Mettre en valeur éthique et programme
« Nos sympathisants sont ravis de pouvoir voter dimanche pour des futurs élus qui leur ressemblent et qui pourront porter leurs ambitions et leurs aspirations », exprime Nizarr Bourchada, satisfait de la campagne électorale. Même le traitement de la presse lui a semblé globalement positif. « On a répondu à l’ensemble des sollicitations, mis à part Valeurs actuelles. Nous avons pu mettre en valeur notre éthique et notre programme », affirme-t-il. Le conseiller à la mairie de Brie-Comte-Robert est optimiste pour la suite : « Je pense qu’on va réveiller les consciences et s’émanciper politiquement (…) avec le résultat des législatives. On va pouvoir développer une communication et structurer les adhésions. » Son parti annonce vouloir s’étendre ensuite dans les régions lyonnaise et strasbourgeoise à l’orée des prochaines échéances électorales.
Cibles des attaques racistes
« Islamiser les débats pour ne pas avoir à s’occuper des vrais débats », c’est le problème qu’entend pointer l’UDMF. C’est parce que « le musulman est devenu un enjeu et un argument électoral » que le mot « musulman » placé au cœur du sigle est important, pour l’heure, selon Najib Azergui. Il a « vocation à interpeller la nation » face à la stigmatisation des musulmans. « Tant que notre nom suscitera la controverse, c’est qu’il y a un problème », estime Najib Azergui, qui déplore combien « la laïcité, outil de liberté, est devenu un bouclier contre l’islam » et « l’islamophobie, une forme de racisme acceptable ».
Le qualificatif « musulman » est absent du nom même du parti, mais des points de similitude avec les listes précédemment citées sont bel et bien présents, à la principale différence que les aspirants députés sont majoritairement issus de la communauté turque. Son fondateur Fatih Karakaya indiquait à Saphirnews en 2015 que le PEJ avait pour objectif de « défendre les banlieues, les plus démunis (et) les valeurs des musulmans ».
Avec le PEJ, l’ingérence de la Turquie dans les législatives ?

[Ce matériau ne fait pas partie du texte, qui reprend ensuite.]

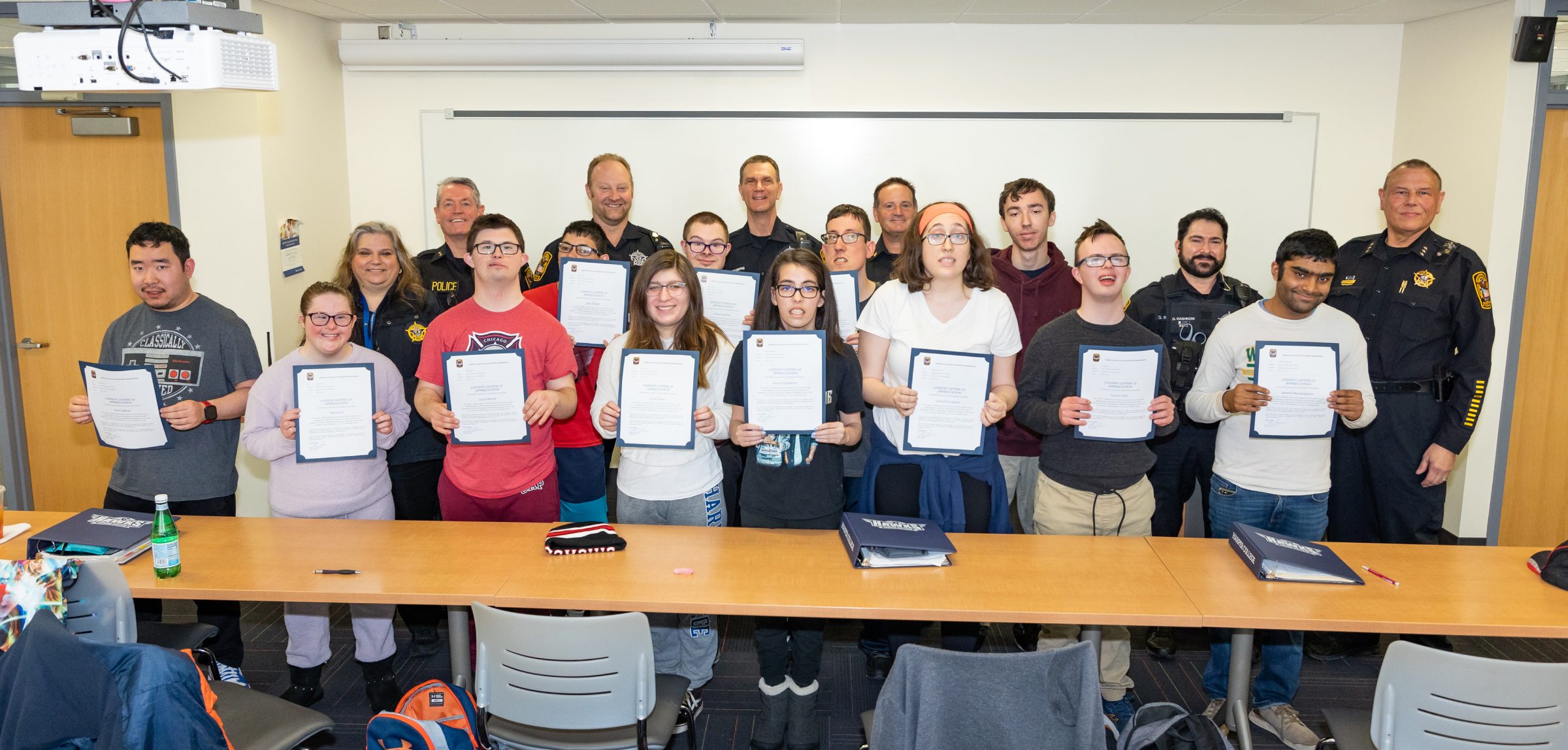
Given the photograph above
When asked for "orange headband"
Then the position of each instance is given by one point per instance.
(930, 212)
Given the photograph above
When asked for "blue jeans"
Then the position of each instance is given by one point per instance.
(1303, 517)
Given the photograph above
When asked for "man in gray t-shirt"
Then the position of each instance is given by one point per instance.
(206, 361)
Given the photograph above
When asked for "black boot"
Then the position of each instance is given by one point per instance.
(382, 685)
(304, 685)
(769, 732)
(804, 732)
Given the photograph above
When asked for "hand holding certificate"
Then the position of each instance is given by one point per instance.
(728, 297)
(336, 408)
(124, 402)
(786, 380)
(953, 388)
(593, 300)
(657, 399)
(1120, 385)
(1298, 380)
(487, 391)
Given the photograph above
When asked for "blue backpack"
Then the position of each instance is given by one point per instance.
(432, 716)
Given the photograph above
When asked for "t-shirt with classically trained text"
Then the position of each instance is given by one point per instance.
(499, 471)
(200, 352)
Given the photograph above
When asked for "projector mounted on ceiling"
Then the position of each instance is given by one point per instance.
(573, 54)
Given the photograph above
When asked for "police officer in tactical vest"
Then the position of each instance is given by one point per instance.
(1183, 310)
(1424, 306)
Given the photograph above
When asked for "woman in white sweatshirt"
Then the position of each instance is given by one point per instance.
(673, 487)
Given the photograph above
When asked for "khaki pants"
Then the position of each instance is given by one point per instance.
(1021, 473)
(1059, 509)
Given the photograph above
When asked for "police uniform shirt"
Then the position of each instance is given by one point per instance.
(1184, 318)
(636, 245)
(1423, 306)
(751, 253)
(880, 267)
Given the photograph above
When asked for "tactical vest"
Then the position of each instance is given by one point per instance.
(1186, 323)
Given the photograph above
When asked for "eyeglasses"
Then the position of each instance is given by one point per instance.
(706, 248)
(791, 291)
(847, 237)
(939, 237)
(676, 289)
(341, 319)
(1098, 261)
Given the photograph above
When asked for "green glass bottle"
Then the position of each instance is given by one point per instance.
(165, 540)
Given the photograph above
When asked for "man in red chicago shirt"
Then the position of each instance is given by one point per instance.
(508, 482)
(579, 451)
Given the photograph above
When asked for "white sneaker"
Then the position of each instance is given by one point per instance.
(1284, 722)
(1216, 713)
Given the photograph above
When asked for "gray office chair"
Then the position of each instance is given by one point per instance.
(573, 683)
(1431, 698)
(99, 608)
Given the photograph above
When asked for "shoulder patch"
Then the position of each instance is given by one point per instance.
(1482, 292)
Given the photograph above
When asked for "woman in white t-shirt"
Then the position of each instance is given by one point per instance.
(943, 300)
(664, 485)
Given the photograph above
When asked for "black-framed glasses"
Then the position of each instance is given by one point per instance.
(676, 289)
(507, 248)
(342, 319)
(706, 248)
(1098, 261)
(939, 237)
(847, 237)
(806, 292)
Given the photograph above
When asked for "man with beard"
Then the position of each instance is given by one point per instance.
(1183, 310)
(609, 190)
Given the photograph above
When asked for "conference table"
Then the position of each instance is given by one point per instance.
(1090, 581)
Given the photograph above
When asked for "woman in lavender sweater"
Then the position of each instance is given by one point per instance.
(353, 489)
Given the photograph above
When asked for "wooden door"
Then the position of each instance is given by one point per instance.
(1534, 512)
(68, 204)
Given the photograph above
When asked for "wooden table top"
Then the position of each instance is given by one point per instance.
(1456, 591)
(767, 572)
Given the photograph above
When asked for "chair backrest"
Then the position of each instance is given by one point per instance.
(563, 672)
(99, 606)
(1431, 698)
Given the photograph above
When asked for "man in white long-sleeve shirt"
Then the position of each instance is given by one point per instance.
(1279, 485)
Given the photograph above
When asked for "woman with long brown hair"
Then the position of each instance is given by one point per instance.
(665, 485)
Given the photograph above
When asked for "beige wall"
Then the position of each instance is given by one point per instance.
(1467, 108)
(248, 161)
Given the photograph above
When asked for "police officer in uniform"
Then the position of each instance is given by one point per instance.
(1426, 311)
(448, 275)
(609, 190)
(1183, 310)
(753, 247)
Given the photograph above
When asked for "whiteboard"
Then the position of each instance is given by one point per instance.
(1139, 174)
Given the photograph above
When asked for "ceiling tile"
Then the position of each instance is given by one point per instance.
(1290, 7)
(1216, 18)
(648, 8)
(523, 7)
(1034, 7)
(1018, 18)
(1365, 18)
(1137, 18)
(1190, 8)
(775, 8)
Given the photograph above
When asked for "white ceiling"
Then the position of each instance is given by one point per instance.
(882, 12)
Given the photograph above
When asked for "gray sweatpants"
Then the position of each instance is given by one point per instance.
(684, 645)
(308, 623)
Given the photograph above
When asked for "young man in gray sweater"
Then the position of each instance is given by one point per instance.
(1090, 487)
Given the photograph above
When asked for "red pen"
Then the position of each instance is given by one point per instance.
(1379, 575)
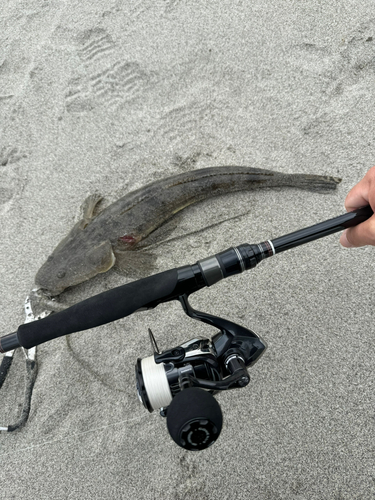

« Il s’agit sans aucun doute de la part du président Erdogan et de son parti l’AKP de peser sur les orientations de notre politique internationale, en particulier vis-à-vis du régime turc qui verse à pas accélérés dans la dictature. La même stratégie a été utilisée aux Pays-Bas ; il faut y mettre un terme », a signifié le secrétaire général du PCF Pierre Laurent dans une lettre adressée en mai au ministère de l’Intérieur. S’est notamment ensuivi un article assassin paru sur Marianne dans lequel le PEJ est décrit comme la « main d’Erdogan dans les urnes de France » et une « drôle d’officine (qui) investit barbus et voilées ».
Pérenniser son existence, tel est l’objectif déclaré des trois partis. Les électeurs donneront leur verdict les 11 et 18 juin.